Forscher untersuchen aktive Vulkane, um zu verstehen, wie das Innere eines Planeten seine Kruste gestalten, seine Entwicklung steuern und seine Bewohnbarkeit beeinflussen kann. Eine der neuen NASA-Missionen zur Venus wird genau das tun. Unter Leitung des Jet Propulsion Laboratory in Südkalifornien wird VERITAS (Venus Emissivity, Radio science, InSAR, Topography, And Spectroscopy) im kommenden Jahrzehnt starten. Der Orbiter wird die Venus von der Oberfläche bis zum Kern untersuchen, um zu verstehen, wie ein ungefähr erdgroßer Gesteinsplanet einen völlig anderen Weg beschritt und sich in eine Welt entwickelte, die von vulkanischen Ebenen und deformiertem Gelände bedeckt ist, unter einer dichten, heißen, giftigen Atmosphäre.

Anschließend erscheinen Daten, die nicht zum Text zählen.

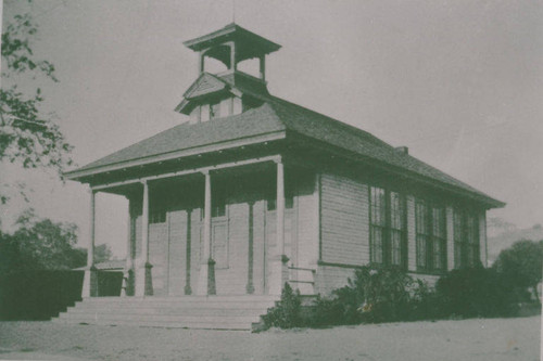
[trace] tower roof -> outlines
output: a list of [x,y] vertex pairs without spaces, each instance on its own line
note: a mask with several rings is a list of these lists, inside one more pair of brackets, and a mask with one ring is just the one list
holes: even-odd
[[[263,54],[269,54],[281,48],[281,46],[249,31],[235,23],[228,24],[222,29],[207,35],[187,40],[184,44],[193,51],[202,51],[210,48],[216,48],[229,41],[236,43],[236,59],[238,62],[257,57]],[[226,52],[222,53],[220,51],[215,51],[214,54],[209,54],[207,56],[215,57],[224,63],[228,61],[228,53]]]

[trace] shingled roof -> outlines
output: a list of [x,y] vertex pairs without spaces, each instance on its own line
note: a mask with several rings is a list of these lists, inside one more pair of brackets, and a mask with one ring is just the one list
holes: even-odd
[[[367,159],[415,173],[426,180],[438,182],[442,186],[467,192],[468,195],[483,201],[493,207],[502,207],[504,205],[502,202],[488,196],[441,170],[408,154],[399,152],[394,146],[359,128],[270,95],[267,91],[255,91],[255,88],[251,87],[250,83],[248,86],[244,86],[243,82],[233,85],[228,78],[217,77],[217,79],[224,81],[229,87],[236,87],[236,89],[244,94],[260,99],[263,104],[219,120],[181,124],[79,169],[67,172],[66,176],[76,179],[76,173],[84,170],[92,170],[98,173],[103,167],[123,166],[136,159],[151,160],[153,157],[173,152],[289,131],[343,149]],[[75,177],[71,177],[71,175]]]

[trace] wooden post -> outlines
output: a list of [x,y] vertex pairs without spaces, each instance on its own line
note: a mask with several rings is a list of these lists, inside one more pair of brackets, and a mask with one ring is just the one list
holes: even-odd
[[261,66],[260,66],[260,74],[261,74],[261,79],[263,81],[266,81],[266,55],[261,55]]
[[205,55],[204,52],[200,52],[200,59],[198,62],[198,76],[200,76],[204,72],[204,64],[205,64]]
[[132,282],[134,282],[134,259],[132,259],[132,217],[130,211],[131,202],[129,197],[128,201],[128,233],[126,237],[126,263],[123,274],[123,287],[121,288],[121,296],[126,297],[132,295]]
[[136,274],[136,296],[151,296],[153,284],[151,278],[151,263],[149,263],[149,184],[143,184],[143,206],[141,212],[141,256],[138,261]]
[[238,64],[236,63],[236,42],[230,42],[230,69],[236,72]]
[[285,165],[277,162],[277,253],[285,256]]
[[214,260],[211,256],[211,175],[209,170],[203,171],[205,178],[204,190],[204,224],[203,224],[203,257],[200,263],[200,272],[198,279],[198,295],[214,295],[215,294],[215,280],[214,280]]
[[98,274],[94,268],[94,229],[96,229],[96,192],[90,190],[90,224],[89,246],[87,250],[87,269],[83,281],[81,297],[98,296]]
[[285,165],[281,159],[277,164],[277,201],[276,201],[276,255],[272,260],[269,294],[280,295],[285,282],[288,281],[288,257],[285,255]]

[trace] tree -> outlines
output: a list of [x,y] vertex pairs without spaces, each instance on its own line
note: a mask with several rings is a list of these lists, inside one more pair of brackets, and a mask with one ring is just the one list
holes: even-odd
[[33,209],[17,219],[13,235],[0,235],[1,268],[70,270],[87,262],[85,249],[75,248],[77,225],[37,218]]
[[[54,66],[37,60],[31,50],[31,39],[38,31],[29,14],[15,15],[2,33],[2,85],[0,89],[0,162],[20,164],[23,168],[52,168],[62,175],[72,164],[72,151],[53,115],[41,109],[43,96],[37,88],[31,94],[20,90],[21,77],[42,75],[51,81]],[[3,193],[3,192],[2,192]],[[0,194],[0,204],[9,197]]]
[[538,284],[542,279],[543,240],[521,240],[514,243],[500,253],[493,267],[507,274],[519,287],[530,288],[538,302],[540,301]]

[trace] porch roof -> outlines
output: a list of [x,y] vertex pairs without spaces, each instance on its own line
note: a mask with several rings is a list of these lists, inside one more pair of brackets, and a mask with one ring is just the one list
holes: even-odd
[[[460,192],[491,207],[505,204],[494,199],[475,188],[446,175],[445,172],[404,153],[381,141],[375,136],[326,115],[290,103],[267,91],[257,91],[243,83],[230,83],[228,78],[219,78],[230,87],[263,104],[238,115],[217,120],[181,124],[151,138],[125,147],[81,168],[66,172],[68,179],[77,180],[81,175],[101,173],[105,170],[129,167],[135,160],[153,159],[180,151],[214,146],[214,150],[235,140],[250,140],[262,136],[300,134],[327,145],[354,153],[364,159],[380,164],[392,170],[412,175],[419,180],[430,181],[435,185]],[[291,137],[289,136],[289,138]],[[161,158],[161,159],[162,159]]]

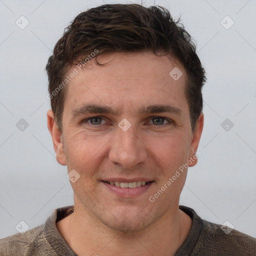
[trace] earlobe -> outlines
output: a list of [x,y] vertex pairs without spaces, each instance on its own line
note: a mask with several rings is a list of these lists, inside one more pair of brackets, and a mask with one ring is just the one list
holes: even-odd
[[188,161],[190,167],[194,166],[198,162],[198,156],[196,150],[204,128],[204,114],[202,112],[198,118],[194,132],[192,134],[190,147],[190,158]]
[[54,144],[57,162],[62,166],[66,165],[65,152],[63,144],[62,134],[60,131],[54,118],[52,110],[47,112],[47,125]]

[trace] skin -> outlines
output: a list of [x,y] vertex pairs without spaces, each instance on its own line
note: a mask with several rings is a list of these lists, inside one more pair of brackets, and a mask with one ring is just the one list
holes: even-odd
[[[192,132],[184,94],[186,72],[177,60],[150,52],[105,54],[98,58],[103,66],[94,60],[68,83],[62,134],[52,110],[48,112],[57,161],[80,175],[70,182],[74,212],[57,228],[80,256],[174,255],[192,226],[190,218],[178,208],[187,170],[154,202],[149,198],[198,148],[204,115]],[[169,75],[174,67],[183,73],[176,81]],[[120,112],[72,118],[72,110],[88,102]],[[140,107],[153,104],[172,105],[182,114],[138,114]],[[82,122],[94,116],[99,119]],[[124,118],[132,124],[126,132],[118,126]],[[113,177],[138,181],[146,177],[154,182],[144,193],[124,198],[102,182]]]

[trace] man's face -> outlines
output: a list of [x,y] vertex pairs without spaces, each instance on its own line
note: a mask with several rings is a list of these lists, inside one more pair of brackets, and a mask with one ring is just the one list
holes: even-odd
[[[64,150],[56,150],[57,159],[80,175],[71,182],[80,214],[117,230],[140,230],[178,205],[186,170],[154,202],[150,198],[196,153],[202,126],[192,132],[186,72],[176,60],[151,52],[110,54],[98,60],[108,63],[90,61],[68,86],[59,144]],[[169,74],[175,67],[183,73],[176,80]],[[88,104],[116,113],[86,112],[83,106]],[[170,106],[171,111],[144,111],[152,105]],[[144,181],[148,183],[140,186]]]

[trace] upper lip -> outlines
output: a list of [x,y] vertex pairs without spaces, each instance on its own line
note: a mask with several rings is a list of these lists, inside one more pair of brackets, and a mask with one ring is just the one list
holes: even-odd
[[129,183],[129,182],[154,182],[153,180],[150,180],[148,178],[108,178],[106,179],[104,179],[102,180],[103,182],[124,182],[126,183]]

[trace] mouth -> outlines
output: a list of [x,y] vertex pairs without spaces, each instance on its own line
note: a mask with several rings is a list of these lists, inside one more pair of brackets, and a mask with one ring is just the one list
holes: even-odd
[[102,180],[102,182],[107,183],[112,186],[114,186],[118,188],[136,188],[142,186],[147,185],[149,183],[153,182],[153,180],[150,182],[146,182],[146,180],[140,181],[140,182],[108,182],[106,180]]
[[113,180],[101,182],[108,190],[118,197],[122,198],[134,198],[146,192],[154,182],[154,180],[150,180],[136,181],[120,179],[118,181],[114,181]]

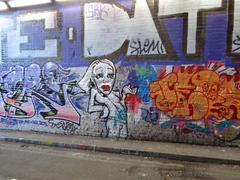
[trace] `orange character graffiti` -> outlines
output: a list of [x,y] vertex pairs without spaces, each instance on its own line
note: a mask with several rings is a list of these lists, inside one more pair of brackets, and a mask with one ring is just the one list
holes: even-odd
[[171,117],[216,122],[240,119],[239,72],[220,63],[174,67],[150,84],[156,107]]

„Die Wahl der VERITAS-Mission inspirierte mich dazu, in den Magellan-Daten nach kürzlicher vulkanischer Aktivität zu suchen“, sagte Professor Robert Herrick von der University of Alaska in Fairbanks, ein Mitglied des VERITAS-Forschungsteams und Leiter der Datensichtung. „Ich rechnete nicht wirklich mit einem Erfolg, aber nachdem ich etwa 200 Stunden lang Bilder aus verschiedenen Magellan-Umkreisungen verglichen hatte, sah ich zwei Bilder derselben Region, die im Abstand von acht Monaten gemacht wurden. Sie zeigten verräterische geologische Veränderungen, die durch eine Eruption verursacht wurden.“
Die Suche und ihre Schlussfolgerungen werden in einer neuen Studie beschrieben, die im Journal Science erschien. Herrick präsentierte die Ergebnisse auch am 15. März 2023 im Rahmen der 54. Lunar and Planetary Science Conference in The Woodlands (Texas).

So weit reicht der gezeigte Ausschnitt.